With the introduction of the coronary care unit and more effective therapy for primary life-threatening arrhythmias, cardiogenic shock and the mechanical complications of acute myocardial infarction are now responsible for the majority of in-hospital deaths. These mechanical complications, which include myocardial rupture of the left ventricular free wall, rupture of the ventricular septum, and rupture of the papillary muscle, are estimated to account for 25,000 fatalities yearly in the United States. Although the mechanism of myocardial rupture has not been clearly defined, there is increasing evidence that infarct expansion, which can be readily detected by two-dimensional echocardiography, may be an important pathophysiologic factor. The ready availability of echocardiography in the coronary care unit has made a major impact on the immediate diagnosis of mechanical complications in the hemodynamically compromised patient with acute myocardial infarction. In particular, two-dimensional and Doppler echocardiographic techniques have been extremely useful in the identification and localization of ventricular septal rupture. In addition, papillary muscle rupture can be readily diagnosed by Doppler approaches and is easily distinguished from ventricular septal rupture. In view of increasing evidence that early surgical intervention is indicated in these patients, these echocardiographic approaches offer the surgeon prompt diagnostic and anatomic information. Unfortunately, rupture of the free wall of the left ventricle often results in sudden death within minutes before echocardiographic evaluation can be attempted. Nevertheless, rapid echocardiographic diagnosis provides the patient with the possibility of potential life-saving resuscitative interventions before immediate surgery. Thus, over the past decade, echocardiography has become a vital tool in the diagnosis and evaluation of patients with mechanical complications of acute myocardial infarction. The development of Doppler techniques, color flow Doppler, and esophageal approaches should further enhance our diagnostic abilities and allow careful monitoring of patients before, during, and after surgical repair. It is hoped that with the improvements in echocardiographic evaluation of mechanical rupture and more rapid surgical intervention, future studies will demonstrate better surgical results with good long-term survival in patients with myocardial rupture.

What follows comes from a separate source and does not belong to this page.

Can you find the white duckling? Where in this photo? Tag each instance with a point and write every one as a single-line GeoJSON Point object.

随着冠心病监护病房的引入以及对原发性危及生命心律失常的更有效治疗,心源性休克和急性心肌梗死的机械性并发症现已成为大多数住院死亡的原因。这些机械性并发症包括左心室游离壁心肌破裂、室间隔破裂和乳头肌破裂,据估计在美国每年导致25000人死亡。虽然心肌破裂的机制尚未明确,但越来越多的证据表明,二维超声心动图可轻易检测到的梗死扩展可能是一个重要的病理生理因素。冠心病监护病房中超声心动图的便捷可用性对急性心肌梗死血流动力学受损患者机械性并发症的即时诊断产生了重大影响。特别是,二维和多普勒超声心动图技术在室间隔破裂的识别和定位方面极其有用。此外,乳头肌破裂可通过多普勒方法轻易诊断,且易于与室间隔破裂区分开来。鉴于越来越多的证据表明这些患者需要早期手术干预,这些超声心动图方法为外科医生提供了即时的诊断和解剖信息。不幸的是,左心室游离壁破裂往往会在尝试进行超声心动图评估前几分钟内导致猝死。然而,快速的超声心动图诊断为患者在立即手术前提供了潜在的挽救生命复苏干预的可能性。因此,在过去十年中,超声心动图已成为诊断和评估急性心肌梗死机械性并发症患者的重要工具。多普勒技术、彩色多普勒血流成像和食管超声心动图方法的发展应进一步提高我们的诊断能力,并允许在手术修复前、手术中和手术后对患者进行仔细监测。希望随着对机械性破裂的超声心动图评估的改进以及更快速的手术干预,未来的研究将显示心肌破裂患者能取得更好的手术效果和良好的长期生存率。